My dad used to cook barbecue all night over a pit, constantly tending the large chunk of pork (often a whole pig) for clubs and organizations. I heard men talk about the barbecue in glowing terms, but never got the recipe because Dad died when I was 13. It was one of the many topics I wanted to discuss with him, I discovered later.
Though I didn’t get Dad’s recipe, I developed my own over the years and it has become something of a point of pride. My son took the same path, creating a dry-rubbed barbecue that is quite different from my more traditional North Carolina-style recipe, but quite good.
Mine is a rich, hearty, calorie-filled dish to serve these days, given our current circumstances. It has the added advantage of being versatile enough to be naked on a plate or snuggled in a bun with a lively lemon-poppy-seed cole slaw and simple potato salad on the side. Additionally, a 4.5-pound roast is rarely eaten in a single sitting, so you’ll have leftovers.
Here’s how I do it.
- 1 4.5-pound Boston butt pork roast (I love the packages that read: Boston Butt Whole)
- ½ cup maple syrup
- 1 teaspoon black pepper
- 2 teaspoons paprika
- 1 teaspoon ground cumin
- 1 teaspoon hot pepper sauce
- 1/2 teaspoon ground coriander
- 1/2 cup chicken stock
- 1 cup chopped sweet onion
- 1 tablespoon chopped garlic
- 1/2 cup crushed tomatoes
- 1/4 cup apple vinegar
- 1 tablespoon canola oil
Combine the pepper, paprika, cumin, hot sauce, coriander and maple syrup in a bowl and reserve two tablespoons of it to the side. Rub what’s left evenly over the roast. Heat the canola oil in a large pan over medium heat and add the pork to the pan when the oil is hot. Cook it for 15 minutes, browning it on all sides.

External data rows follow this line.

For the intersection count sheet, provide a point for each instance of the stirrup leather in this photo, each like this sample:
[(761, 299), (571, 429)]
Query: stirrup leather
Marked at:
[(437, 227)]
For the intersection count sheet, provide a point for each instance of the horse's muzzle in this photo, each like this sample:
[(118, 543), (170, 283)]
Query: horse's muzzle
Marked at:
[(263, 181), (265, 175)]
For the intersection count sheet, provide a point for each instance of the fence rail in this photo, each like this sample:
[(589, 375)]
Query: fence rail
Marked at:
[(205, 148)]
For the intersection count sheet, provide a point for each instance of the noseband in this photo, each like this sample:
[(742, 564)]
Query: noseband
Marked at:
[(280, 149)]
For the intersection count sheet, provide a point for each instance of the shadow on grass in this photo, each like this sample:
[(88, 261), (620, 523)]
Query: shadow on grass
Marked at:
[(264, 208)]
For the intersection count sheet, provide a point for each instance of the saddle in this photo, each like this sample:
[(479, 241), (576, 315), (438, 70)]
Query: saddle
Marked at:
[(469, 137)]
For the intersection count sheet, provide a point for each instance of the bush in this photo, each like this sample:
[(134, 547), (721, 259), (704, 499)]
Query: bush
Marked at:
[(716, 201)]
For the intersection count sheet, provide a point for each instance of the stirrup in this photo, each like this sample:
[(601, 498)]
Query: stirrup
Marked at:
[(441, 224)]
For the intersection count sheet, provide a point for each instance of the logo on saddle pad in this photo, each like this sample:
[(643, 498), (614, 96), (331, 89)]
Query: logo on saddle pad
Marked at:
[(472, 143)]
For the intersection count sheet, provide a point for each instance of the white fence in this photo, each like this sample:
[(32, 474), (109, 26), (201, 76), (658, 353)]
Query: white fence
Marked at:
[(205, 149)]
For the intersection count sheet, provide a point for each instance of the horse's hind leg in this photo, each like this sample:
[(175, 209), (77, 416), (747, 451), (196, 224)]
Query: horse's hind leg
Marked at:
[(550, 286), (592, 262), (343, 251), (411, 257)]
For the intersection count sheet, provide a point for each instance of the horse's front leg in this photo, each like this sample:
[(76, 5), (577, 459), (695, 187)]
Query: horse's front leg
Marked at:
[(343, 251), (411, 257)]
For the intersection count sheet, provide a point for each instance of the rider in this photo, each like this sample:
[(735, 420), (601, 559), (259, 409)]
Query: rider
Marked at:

Put the roast into a large slow cooker. (You should always put the pork into the cooker first-thing, to make sure it fits. This roast nearly didn’t and I had to cut a bit off.)
After removing the roast, add the onion and garlic to the hot pan with the remaining oil and sauté it for three minutes. Add the stock and take the pan off the heat. Stir in the two tablespoons of the spice mixture with vinegar and pour it all over the roast in the crockpot. Cook it for eight hours until it is tender.
Remove the pork from the pot and let it cool for 20 minutes, then skim the fat from the liquid it was cooked in. Or you can simply refrigerate it and more easily take the chilled fat off the top. Reserve a cup of the liquid. Shred the pork and discard the bone and fat. Add enough of the cooking liquid to keep it moist and toss it with the shredded meat.
You can eat the barbecue this way or top it with your own mustard- or tomato-based sauce.